Up until the 1968 Olympic Games, Dick Fosbury was mocked. His unusual high-jump style, attempting to leap over the bar with his back arched, caused him to be dubbed cruel names by the US media. “The laziest high-jumper in the world”; “a fish flopping into a boat”; “a two-legged camel,” referring to his jaunty run-up. The Los Angeles Times thought he looked like “a guy being pushed out of a 30-storey window”.
But Fosbury’s ability to harness their words and channel them into something positive was one of his many strengths. “As an athlete you’re a performer,” he said. “All of us doing sports, we love attention. So if you’re getting some attention – even if you’re being laughed at – that’s a good thing. I took it as they were not ridiculing me but enjoying something radically different.”
One criticism did sting. Fosbury, who has died aged 76, was only 21 when he reached the Mexico City Olympics in ‘68. His technique was the talk of the track, and a couple of revered German coaches took it upon themselves to pull him aside and deliver a hard truth: for as long as he continued using that maverick style, he would never succeed at high jump. He told them: “I’m going to use what I’ve got, and we’ll see the results.”
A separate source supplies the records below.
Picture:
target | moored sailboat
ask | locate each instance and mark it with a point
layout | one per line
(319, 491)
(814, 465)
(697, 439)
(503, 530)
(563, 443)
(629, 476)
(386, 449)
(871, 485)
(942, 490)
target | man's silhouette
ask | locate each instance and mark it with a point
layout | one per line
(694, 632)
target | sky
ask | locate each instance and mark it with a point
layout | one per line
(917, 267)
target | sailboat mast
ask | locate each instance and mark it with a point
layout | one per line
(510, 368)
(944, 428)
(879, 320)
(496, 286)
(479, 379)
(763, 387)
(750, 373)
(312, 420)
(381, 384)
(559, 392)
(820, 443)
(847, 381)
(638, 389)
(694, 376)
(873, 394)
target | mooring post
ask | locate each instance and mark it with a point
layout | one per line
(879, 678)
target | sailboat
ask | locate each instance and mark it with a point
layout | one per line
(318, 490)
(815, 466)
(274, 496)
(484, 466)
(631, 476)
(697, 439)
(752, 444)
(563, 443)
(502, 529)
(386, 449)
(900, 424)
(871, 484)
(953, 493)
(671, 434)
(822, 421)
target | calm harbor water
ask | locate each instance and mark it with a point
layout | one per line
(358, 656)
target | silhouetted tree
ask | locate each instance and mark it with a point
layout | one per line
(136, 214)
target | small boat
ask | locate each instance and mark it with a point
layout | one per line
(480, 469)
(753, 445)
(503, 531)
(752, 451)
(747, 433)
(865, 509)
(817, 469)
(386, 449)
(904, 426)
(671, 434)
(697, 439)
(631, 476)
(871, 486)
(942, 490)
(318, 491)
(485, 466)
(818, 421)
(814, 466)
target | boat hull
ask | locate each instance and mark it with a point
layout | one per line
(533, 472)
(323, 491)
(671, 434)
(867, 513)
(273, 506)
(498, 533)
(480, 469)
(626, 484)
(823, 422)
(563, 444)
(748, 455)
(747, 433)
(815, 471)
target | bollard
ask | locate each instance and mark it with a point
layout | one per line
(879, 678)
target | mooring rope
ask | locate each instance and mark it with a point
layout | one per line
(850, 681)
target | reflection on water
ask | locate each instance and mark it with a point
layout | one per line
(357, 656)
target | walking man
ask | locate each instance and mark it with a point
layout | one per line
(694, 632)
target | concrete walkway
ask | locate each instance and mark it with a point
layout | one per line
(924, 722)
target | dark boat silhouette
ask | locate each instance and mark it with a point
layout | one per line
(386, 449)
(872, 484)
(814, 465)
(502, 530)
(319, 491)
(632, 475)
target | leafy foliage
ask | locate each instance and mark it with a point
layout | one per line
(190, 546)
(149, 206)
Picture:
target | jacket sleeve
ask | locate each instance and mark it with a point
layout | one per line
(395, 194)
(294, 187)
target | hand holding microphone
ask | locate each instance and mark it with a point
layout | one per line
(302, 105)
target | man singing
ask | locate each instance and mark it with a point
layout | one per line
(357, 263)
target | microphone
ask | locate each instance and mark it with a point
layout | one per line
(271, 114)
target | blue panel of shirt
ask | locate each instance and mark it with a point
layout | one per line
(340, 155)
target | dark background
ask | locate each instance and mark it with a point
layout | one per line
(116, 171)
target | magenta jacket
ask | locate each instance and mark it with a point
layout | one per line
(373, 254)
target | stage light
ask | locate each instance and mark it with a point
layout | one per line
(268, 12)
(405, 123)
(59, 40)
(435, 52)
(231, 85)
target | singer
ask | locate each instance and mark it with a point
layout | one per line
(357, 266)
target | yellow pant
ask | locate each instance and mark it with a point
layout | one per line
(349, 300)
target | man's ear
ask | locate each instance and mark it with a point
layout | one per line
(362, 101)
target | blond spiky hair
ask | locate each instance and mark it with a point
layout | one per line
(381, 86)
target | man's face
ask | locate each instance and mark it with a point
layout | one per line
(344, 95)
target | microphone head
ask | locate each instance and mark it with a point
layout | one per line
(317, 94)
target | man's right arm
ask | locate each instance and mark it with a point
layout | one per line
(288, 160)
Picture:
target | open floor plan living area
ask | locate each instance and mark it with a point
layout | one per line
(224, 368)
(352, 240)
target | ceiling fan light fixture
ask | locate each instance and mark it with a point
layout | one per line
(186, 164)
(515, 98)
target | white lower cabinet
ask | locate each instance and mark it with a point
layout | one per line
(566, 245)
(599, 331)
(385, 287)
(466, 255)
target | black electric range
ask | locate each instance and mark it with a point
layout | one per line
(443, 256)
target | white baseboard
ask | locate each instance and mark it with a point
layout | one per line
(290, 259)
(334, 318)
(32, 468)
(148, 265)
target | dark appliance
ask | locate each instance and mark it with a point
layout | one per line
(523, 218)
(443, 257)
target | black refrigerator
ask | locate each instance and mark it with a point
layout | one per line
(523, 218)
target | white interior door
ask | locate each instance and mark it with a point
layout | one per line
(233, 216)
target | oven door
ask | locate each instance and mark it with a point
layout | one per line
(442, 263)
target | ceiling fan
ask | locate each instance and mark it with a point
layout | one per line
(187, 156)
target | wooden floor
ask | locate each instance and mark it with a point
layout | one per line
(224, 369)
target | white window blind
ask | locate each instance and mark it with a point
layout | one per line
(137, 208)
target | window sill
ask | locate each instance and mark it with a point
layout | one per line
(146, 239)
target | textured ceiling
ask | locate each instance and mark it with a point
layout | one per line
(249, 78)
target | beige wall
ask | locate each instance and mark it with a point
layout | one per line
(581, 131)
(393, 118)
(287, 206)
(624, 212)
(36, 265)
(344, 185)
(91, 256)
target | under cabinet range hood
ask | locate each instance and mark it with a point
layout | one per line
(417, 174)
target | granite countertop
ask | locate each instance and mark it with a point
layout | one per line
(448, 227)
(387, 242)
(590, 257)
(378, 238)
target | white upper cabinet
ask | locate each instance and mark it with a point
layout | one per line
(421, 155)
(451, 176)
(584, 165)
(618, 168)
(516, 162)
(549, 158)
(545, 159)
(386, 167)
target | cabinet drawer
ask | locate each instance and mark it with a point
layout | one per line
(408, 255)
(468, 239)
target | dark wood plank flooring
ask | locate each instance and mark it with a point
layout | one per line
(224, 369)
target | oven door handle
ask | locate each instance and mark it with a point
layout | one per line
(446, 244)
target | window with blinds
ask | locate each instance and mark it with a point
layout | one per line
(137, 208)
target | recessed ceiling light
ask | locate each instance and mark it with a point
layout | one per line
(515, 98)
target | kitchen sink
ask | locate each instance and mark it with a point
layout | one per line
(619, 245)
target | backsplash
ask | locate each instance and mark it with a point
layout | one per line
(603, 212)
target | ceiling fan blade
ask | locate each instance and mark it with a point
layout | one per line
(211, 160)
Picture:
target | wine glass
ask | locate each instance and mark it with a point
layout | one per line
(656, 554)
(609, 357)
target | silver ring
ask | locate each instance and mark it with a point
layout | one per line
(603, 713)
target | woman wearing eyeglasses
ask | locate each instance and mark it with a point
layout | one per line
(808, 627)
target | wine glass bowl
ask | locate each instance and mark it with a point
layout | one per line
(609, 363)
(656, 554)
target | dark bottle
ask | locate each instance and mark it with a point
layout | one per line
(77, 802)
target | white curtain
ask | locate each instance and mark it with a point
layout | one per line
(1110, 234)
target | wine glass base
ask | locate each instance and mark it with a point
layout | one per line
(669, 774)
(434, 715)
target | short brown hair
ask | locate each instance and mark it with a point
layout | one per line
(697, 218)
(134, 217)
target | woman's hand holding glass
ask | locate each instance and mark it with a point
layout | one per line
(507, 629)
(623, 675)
Five years earlier Fosbury had been ready to give up the sport. He was struggling with the on-trend scissor technique, and when his high-school coach encouraged him to try the more traditional ‘Western roll’, results got worse. He decided to try one more track meet, with an adaptation of the scissor jump he had been working on in which he raised his hips over the bar, and that day the seeds of the Fosbury Flop were sown.
The method immediately added several inches to his personal best and, four months before the Olympics, a relatively unknown Fosbury won the US national college championships. There were still doubts about his technique and concerns were raised over safety, with good reason – foam mats were not yet widely in place for the high jump and Fosbury damaged his spine, significantly enough to avoid conscription to war in Vietnam. But he ignored the scepticism, not least of his own coach, and won the Olympic trials two weeks later to earn a surprise place at the Games.
The spectators on that October day in Mexico City were rapt. Fosbury knew how to work a crowd – he was a performer in his own eyes, after all – and he would build them into a frenzy before showing off his trick, so that when it came to the decisive moment the entire crowd was willing him to succeed. “By the time we reached the gold medal height, everyone in the stadium was silent,” he remembered. “Once I cleared it with space between my body and my bar, I’ll never forget that feeling.”
Fosbury’s shock gold medal was a story of innovation and ingenuity, but also one of daring to be different – of what can happen when you ignore what other people think. Fosbury was not like the others; this was a man who had missed the opening ceremony to drive out into the desert on his own and watch the sun set. High jump’s revolution required a man to hear his critics and do it anyway.
Even after winning Olympic gold, many of his fiercest rivals continued to shun the Fosbury Flop, and it was only those younger jumpers or those on the fringes of the elite who embraced this new idea; it took a generation to fully take hold of the event.
Fosbury’s story brings to mind Wilt Chamberlain, one of the greatest NBA players of all time, but whose free-throw success was woeful. For one season Chamberlain switched to an ungainly underhand technique and his scoring percentage shot up. But the “granny shot” drew derision and he stopped, and returned to struggling the traditional way. Chamberlain even hired a psychiatrist, who worked with him intensely on the court on the traditional method, but to no avail. “After a month, the psychiatrist was a better free thrower than I was,” he joked.
Pride got in Chamberlain’s way, but despite the attempts to ridicule Fosbury, he never wavered. There is an irony, then, that it wasn’t the doubt but the glory which knocked him off his stride. Fosbury liked attention but only up to a point, and he soon discovered he preferred punching up, not looking down. “I didn’t want to be on a pedestal. I received my medal and I wanted to be back on the ground with everyone else.”
He retired after failing to qualify for the 1972 Olympics and studied engineering, a fitting topic for a man who rewrote the mechanics of his sport. His legacy lives on: the high jump provided one of the iconic moments of Tokyo 2020 when two rivals, Mutaz Essa Barshim and Gianmarco Tamberi, agreed to share gold, and both won it deploying the Fosbury Flop, of course. “I never imagined that it would become universal,” he once said. Fosbury was humble as well as talented, but mostly he was brave; the pioneer who turned cynicism into gold.